La política, la economía y las finanzas, tanto en la teoría como en la práctica, son hoy apenas algo más que imagen y propaganda, un producto más de consumo masivo donde lo importante es la apariencia, no el contenido; pues no se busca lo verdadero, sino lo atractivo o, peor aún, lo que es beneficioso únicamente para los intereses y objetivos de élites muy reducidas. Las ciencias naturales, particularmente la biología y su hija más querida, la ecología, han dejado de ser la ciencia que estudia los seres vivos y sus interacciones en el medio natural para convertirse en una neorreligión apocalíptica (un mal remedo de la “religión de la humanidad” que ya entrevió Auguste Comte, el mismo que, por cierto, acuñó el concepto de “Física social”, edulcorado después con el eufemismo “Sociología”) que, en su forma más extrema y más política, trabaja activamente por la llegada de un nuevo mesías en forma de gobierno mundial destinado a actuar como sanedrín de un nuevo culto neolítico a la Madre Tierra, con derecho a lapidar social o incluso físicamente a los disidentes; y a dilapidar, si es preciso, veinticinco siglos de civilización occidental. Consecuentemente, las ciencias sociales, después de haber sido durante un siglo y medio el campo de batalla ideológico por excelencia, han acabado degenerando, en mayor o menor medida, en un conductismo pedestre cuando no en mera zoología aplicada a los grupos humanos.

En pocas palabras, ese retruécano sobre el aforismo de Protágoras, lejos de ser una hipérbole más o menos ingeniosa, es en realidad el auténtico lema de nuestro tiempo: el de un descarnado materialismo cultural, científico, técnico, sociológico y antropológico (la otra cara de la moneda, por cierto, del relativismo moral) típico de las culturas en avanzado estado de decadencia que ya han dado el primer paso hacia su descomposición, camuflada, eso sí, bajo la bandera de la libertad individual.

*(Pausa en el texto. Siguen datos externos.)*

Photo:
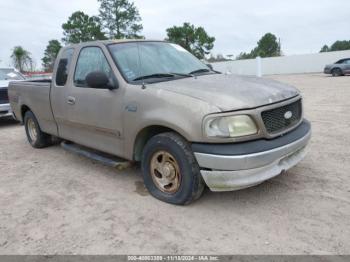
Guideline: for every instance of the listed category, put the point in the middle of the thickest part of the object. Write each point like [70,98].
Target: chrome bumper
[229,173]
[5,110]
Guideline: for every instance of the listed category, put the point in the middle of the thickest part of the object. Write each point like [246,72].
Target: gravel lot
[54,202]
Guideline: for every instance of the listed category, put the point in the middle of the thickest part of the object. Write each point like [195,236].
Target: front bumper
[5,110]
[251,163]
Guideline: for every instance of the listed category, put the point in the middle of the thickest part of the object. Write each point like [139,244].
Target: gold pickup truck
[153,102]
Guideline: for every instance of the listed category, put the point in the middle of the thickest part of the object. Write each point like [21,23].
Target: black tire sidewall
[337,72]
[188,168]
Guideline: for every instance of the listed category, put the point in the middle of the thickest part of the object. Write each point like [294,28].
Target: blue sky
[303,26]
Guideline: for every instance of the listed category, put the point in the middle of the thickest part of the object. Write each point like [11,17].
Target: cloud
[303,26]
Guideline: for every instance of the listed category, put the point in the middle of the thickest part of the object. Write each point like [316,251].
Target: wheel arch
[337,68]
[24,110]
[145,134]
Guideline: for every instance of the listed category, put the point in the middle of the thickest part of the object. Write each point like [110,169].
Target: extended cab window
[91,59]
[63,67]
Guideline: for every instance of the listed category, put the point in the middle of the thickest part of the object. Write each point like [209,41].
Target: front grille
[281,118]
[4,99]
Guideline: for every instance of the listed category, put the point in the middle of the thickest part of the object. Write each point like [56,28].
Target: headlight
[230,126]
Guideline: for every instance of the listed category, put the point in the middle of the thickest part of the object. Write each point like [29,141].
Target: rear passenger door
[95,115]
[59,86]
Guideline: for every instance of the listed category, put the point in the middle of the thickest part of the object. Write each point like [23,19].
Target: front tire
[337,72]
[170,170]
[35,136]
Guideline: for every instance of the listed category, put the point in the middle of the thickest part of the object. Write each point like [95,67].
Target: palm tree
[21,59]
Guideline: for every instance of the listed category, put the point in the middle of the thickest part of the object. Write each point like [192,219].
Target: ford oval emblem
[288,115]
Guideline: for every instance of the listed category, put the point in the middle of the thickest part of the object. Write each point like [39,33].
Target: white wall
[295,64]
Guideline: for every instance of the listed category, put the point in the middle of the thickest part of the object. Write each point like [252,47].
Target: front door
[94,115]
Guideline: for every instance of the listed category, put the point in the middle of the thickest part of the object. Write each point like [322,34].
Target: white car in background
[6,76]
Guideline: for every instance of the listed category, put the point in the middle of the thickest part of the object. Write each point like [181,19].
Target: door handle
[71,100]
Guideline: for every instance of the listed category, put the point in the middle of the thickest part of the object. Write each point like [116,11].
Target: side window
[63,67]
[91,59]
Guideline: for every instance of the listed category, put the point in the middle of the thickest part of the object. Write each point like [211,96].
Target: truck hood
[4,83]
[231,92]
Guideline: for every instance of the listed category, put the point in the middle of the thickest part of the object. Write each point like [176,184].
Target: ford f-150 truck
[153,102]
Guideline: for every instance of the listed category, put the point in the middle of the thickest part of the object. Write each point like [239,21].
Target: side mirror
[99,80]
[210,66]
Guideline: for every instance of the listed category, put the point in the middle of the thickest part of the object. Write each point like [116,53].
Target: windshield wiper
[183,74]
[202,70]
[158,75]
[162,75]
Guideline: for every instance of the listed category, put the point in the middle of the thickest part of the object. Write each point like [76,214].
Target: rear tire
[35,136]
[337,72]
[170,170]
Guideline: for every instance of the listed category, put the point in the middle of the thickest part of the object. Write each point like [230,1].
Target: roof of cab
[116,41]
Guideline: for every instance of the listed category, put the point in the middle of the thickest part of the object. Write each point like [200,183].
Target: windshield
[10,74]
[150,60]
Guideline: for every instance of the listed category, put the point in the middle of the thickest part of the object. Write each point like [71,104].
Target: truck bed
[35,96]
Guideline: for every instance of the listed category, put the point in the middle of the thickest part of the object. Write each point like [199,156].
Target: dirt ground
[54,202]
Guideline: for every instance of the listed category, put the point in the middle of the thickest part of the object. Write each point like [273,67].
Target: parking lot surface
[55,202]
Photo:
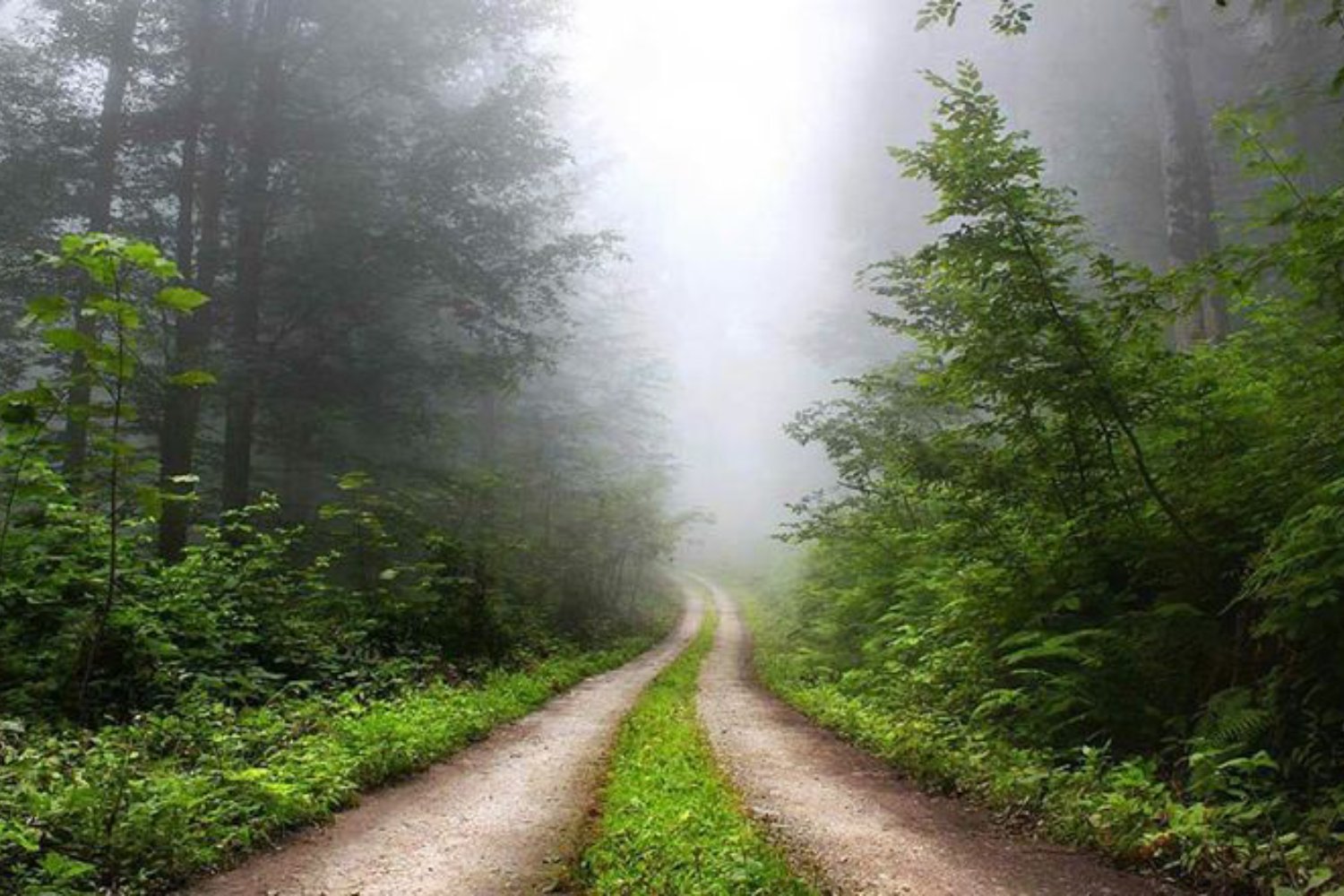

O dicho de otro modo, partiendo de la mayoría de edad de la Humanidad, de la Razón autónoma y del libre examen y juicio individual de la Religión, de la Cultura, de la Moral, de la Ciencia, de la Política y de la Economía, tras doscientos años hemos desembocado prácticamente en el opuesto simétrico o, si se quiere, en el estado natural del hombre, que nada tiene que ver con las fantasías de Rousseau: el hombre, en su estado natural, y privado de referencias trascendentes que le ayuden a ordenar su vida y su acción, es un ser alienado, encadenado a sus propias pasiones, sujeto a fuerzas y poderes que no comprende ni puede controlar, y que tampoco puede resistir ni combatir, y que depende de la benevolencia, del criterio e incluso del permiso de los nuevos chamanes para proyectar su acción en el mundo. Porque, en definitiva, eso es lo propio del hombre, lo que le distingue del resto de los seres vivientes: la acción consciente. La acción humana con unos propósitos u objetivos concretos, propósitos u objetivos que nacen de lo adquirido a través de la educación y de la cultura en la que crecemos y nos desarrollamos.